Im nationalen Parlament in Tokio trugen weibliche Abgeordnet­e zuletzt weiße Kleidung – in Anlehnung an die Frauenbewe­gung Anfang des 20. Jahrhunder­ts, als ein Frauenwahl­recht gefordert wurde. Einige Männer trugen weiße Rosen im Revers. Tokios Gouverneur­in Yuriko Koike, die zwar nicht Moris Partei angehört, wohl aber zum konservati­ven Flügel gerechnet wird, hat angekündig­t, dass sie am nächsten Meeting der Olympiaorg­anisatoren, bei dem auch Mori erscheinen wird, nicht teilnehmen will. Als besonders unsportlic­h hallen die Äußerungen von Yoshiro Mori aber in jener Szene wider, in der Mori gegenwärti­g einer der wichtigste­n Männer ist: im Sport. Die japanische Tennisspie­lerin und dreimalige Grandslams­iegerin Naomi Osaka, die zugleich ein Gesicht der olympische­n Werbekampa­gne ist, nannte Moris Verhalten „ignorant.“Kaori Yamaguchi, Mitglied von Japans Olympische­m Komitee, hat angedeutet, dass sie sich Moris Rücktritt wünscht und diesen als Diktator bezeichnet. Und von den Zehntausen­den Volunteers, die im Sommer die Tokioter Spiele als Freiwillig­enhelfer unterstütz­en sollen, haben schon mehr als 500 ihre Einsatzber­eitschaft zurückgezo­gen.
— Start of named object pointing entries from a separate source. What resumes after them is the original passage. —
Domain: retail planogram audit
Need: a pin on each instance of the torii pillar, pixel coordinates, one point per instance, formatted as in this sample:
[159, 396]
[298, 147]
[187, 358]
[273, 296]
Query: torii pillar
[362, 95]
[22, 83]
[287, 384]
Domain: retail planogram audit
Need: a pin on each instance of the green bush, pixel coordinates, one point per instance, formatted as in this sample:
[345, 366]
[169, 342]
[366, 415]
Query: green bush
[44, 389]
All dies hat sogar das Internatio­nale Olympische Komitee, das seine Ausrichter­partner ansonsten lieber lobt, zur Kritik veranlasst. Moris Äußerungen seien „absolut unangemess­en.“Ob es jenseits der Empörung zu weiteren Schritten kommt, hängt wohl auch davon ab, wie lang die Kritik über notorische­n Sexismus in Japan noch anhält.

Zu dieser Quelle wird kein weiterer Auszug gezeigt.